Friday, August 9, 2019

Gino Cappelletti's HOF Credentials—Are They There?

By John Turney
Credit: 888
For years AFL fans and Patriots fans alike have sung the praises of Gino Cappelletti and say he deserves a place in the Hall of Fame one writer even posting this, "Needless to say that Cappelletti is deserving of the (HOF) honor, and now is the voters’ best chance to show that they agree and recognize him as the all-time great he is."

They cite that he was a good receiver and a kicker for eleven seasons for the Boston Patriots and then was a beloved broadcaster for 28 seasons years (from 1983 through 2011).

Cappelletti was a five-time AFL All-Star and was the AFL MVP/POY in 1964. He was a Second-team All-AFL in 1961, 63, 64, and 66. He is a rare MVP who was not All-Pro in the season he was voted the top player.

However, it needs to be asked, how good was he?

The AFL was a passing league and there were some excellent receivers, some worthy of the Hall of Fame.
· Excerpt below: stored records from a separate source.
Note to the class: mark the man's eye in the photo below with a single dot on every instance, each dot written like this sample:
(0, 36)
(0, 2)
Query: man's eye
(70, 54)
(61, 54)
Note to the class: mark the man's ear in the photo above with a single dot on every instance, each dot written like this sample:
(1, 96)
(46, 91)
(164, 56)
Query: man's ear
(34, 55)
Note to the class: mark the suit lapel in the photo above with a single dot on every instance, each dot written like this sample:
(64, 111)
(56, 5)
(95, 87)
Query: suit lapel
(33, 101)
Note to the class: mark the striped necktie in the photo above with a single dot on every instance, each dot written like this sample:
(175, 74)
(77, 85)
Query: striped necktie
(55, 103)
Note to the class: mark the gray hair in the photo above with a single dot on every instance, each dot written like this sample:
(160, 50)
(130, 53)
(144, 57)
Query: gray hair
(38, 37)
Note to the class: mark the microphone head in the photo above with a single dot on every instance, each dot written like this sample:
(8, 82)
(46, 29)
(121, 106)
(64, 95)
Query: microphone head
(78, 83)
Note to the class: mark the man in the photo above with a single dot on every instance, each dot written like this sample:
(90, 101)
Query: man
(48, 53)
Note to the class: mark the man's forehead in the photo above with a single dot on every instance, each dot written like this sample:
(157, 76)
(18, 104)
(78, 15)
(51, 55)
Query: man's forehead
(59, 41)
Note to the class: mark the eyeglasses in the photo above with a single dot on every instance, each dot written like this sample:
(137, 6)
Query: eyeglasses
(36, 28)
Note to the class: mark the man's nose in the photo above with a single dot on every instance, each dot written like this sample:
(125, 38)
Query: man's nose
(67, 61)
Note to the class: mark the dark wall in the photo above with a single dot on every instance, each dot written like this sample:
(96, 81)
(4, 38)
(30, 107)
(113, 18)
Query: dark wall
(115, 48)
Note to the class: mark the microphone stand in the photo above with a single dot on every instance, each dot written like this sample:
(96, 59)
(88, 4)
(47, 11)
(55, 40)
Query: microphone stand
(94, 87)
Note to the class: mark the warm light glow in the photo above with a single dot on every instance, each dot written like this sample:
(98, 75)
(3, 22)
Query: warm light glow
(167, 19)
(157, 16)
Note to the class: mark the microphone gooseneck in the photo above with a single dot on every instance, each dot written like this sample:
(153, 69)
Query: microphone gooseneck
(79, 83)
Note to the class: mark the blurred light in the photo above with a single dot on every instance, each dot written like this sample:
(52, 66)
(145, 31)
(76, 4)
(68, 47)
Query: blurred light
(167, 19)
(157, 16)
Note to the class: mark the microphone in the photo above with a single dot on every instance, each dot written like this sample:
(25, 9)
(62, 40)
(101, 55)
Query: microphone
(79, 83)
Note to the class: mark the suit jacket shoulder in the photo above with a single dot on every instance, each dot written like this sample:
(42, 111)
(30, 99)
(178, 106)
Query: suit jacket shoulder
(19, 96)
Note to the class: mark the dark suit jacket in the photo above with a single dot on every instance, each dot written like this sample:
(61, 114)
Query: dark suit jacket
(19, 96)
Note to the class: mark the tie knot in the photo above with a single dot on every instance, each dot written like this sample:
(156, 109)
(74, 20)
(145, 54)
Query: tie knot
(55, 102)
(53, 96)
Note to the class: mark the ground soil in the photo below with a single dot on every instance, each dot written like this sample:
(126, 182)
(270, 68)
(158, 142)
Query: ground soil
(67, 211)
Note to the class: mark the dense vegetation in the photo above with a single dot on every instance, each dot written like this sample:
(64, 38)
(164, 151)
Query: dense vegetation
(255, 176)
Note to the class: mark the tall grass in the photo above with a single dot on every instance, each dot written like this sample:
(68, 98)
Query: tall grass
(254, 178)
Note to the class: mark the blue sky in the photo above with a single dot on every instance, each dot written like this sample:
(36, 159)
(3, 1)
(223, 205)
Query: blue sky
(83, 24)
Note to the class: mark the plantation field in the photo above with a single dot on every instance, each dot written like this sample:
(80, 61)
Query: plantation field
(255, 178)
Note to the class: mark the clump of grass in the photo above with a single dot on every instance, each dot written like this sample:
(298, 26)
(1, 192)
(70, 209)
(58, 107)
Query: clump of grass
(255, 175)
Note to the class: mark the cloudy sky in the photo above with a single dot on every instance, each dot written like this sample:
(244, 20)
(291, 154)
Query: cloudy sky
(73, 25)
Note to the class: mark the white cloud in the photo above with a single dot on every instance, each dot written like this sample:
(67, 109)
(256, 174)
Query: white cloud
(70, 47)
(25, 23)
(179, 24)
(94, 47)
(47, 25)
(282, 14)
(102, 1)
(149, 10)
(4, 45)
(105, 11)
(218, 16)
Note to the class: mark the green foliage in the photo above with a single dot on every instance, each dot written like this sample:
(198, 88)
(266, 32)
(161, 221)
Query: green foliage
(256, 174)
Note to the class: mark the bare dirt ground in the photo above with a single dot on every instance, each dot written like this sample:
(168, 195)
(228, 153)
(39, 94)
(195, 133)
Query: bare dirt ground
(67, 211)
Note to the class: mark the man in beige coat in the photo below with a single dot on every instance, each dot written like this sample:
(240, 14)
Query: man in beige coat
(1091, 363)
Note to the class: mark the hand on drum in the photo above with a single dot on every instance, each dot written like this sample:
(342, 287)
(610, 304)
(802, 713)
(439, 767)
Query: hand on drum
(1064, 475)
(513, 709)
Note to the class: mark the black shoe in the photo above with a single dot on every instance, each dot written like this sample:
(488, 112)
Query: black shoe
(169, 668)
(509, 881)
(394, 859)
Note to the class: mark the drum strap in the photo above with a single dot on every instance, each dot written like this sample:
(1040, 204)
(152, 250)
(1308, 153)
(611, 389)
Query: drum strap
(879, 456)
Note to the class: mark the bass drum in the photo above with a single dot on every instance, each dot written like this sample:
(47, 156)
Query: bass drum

On that last Cappelletti would rank behind AFL receivers Lance Alworth (already HOF), Don Maynard (already HOF), Art Powell, Charley Hennigan, Lionel Taylor, Otis Taylor and maybe even Chris Burford. To be fair, often Cappelletti was taken out on third down because head coach Mike Holovak wanted him to be fresh on forth down in case the needed to kick a field goal. That reportedly frustrated Gino, so that is one factor that was beyond a player's control and shouldn't be held against him but the question still remains: Should the seventh or eighth best receiver in the AFL be in the HOF?

"But wait", the Cappelletti supporters would say, "He was also a great kicker".

Well, he was a kicker. Great? No. Good? Not really. Average? Yes, to be fair, maybe above average for holding the job so long.

From 1960-70 NFL and AFL kickers converted 53% of their field goals (3872/7299). That was the average of both leagues in the eleven years Duke Cappelletti kicked. In that span, Gino converted 53% of his kicks—exactly average. He also didn't have much range, kicking just 2 of 18 field goals from fifty yards or beyond. Now that is not a knock, few kickers had any range in that era.

He was not worse than average or a bad kicker. He just did not stand out. He did have excellent moments, he led the AFL in field goal percentage in 1965 and was close to the league lead in 1964 as well. But is that the stuff of the Hall of Fame especially since he was really an average kicker overall?

In terms of team success, the Patriots had some good teams but never won an AFL title, so there isn't that "chip" for Cappelletti supporters to play. He should get some intangible "chips" for being a position player who also kicked. Though not rare in that era by any means, to do it for so long wasn't exactly common either. it was when there was a transition into kicking specialists so some teams had guys who played a position and kicked or had a kicker/punter combination. To overall, it's a net plus that he did both and was good enough to do it for quite a while.

So, if there is a checklist, one that lists the accomplishments of players it seems Gino falls short. His honors are good (1 MVP, 4-time Second-team All-AFL, five AFL-All-Star games) but not great. He missed the AFL All-Time Team for example and was never First-team All-AFL. The MVP award is the crown jewel if you will.

His stats are okay in receiving and kicking but not great—not head and shoulder above average.

His intangibles are okay, no AFL title but he was a good two-position player.

All told, it seems the Pro Football Researchers Association got it right by voting to their Hall of Very Good. Duke Cappelletti does not seem like a Hall of Fame player.


  1. "but.....but....he was a beloved broadcaster for 28 years?"....what kind of point is that? There are literally hundreds of players more deserving than Gino Cappelletti and that's not meant as a knock on the fine player that he was

  2. Alot of Gino supporters believe he should be in, based on Paul Hornungs career, who scored points with kicking and rushing totals, while Cappelletti had the kicking and receiving numbers.
    It's a good argument, but Hornungs postseason success, was what influenced voters, though personally, I wouldn't have put him in. Good, with some great moments, but not a QB, or a good kicker.

    Thanks for mentioning Chris Burford, an underrated receiver, who made great catches for a nervous Len Dawson in SB I. Still hoping that guy in NY, will release or sell the only known video recording of the game, so young fans, could see how good Burford was. An early star of the AFL, like Art Powell, when Hank Stram first saw Dwight Clark of the 49ers, he said Clark reminded him of Burford.

  3. Retired as the 3rd leading scorer in pro football history.... that's enough for the Hall...

  4. All time leading point scorer in the AFL. Nuff said HOF worthy on that alone.

  5. Brian, thanks for the nice thoughts and favorable recollection.....
    Regards, Chris Burford

  6. p.s. Cappeletti was a great player and an important part of AFL and pro football history!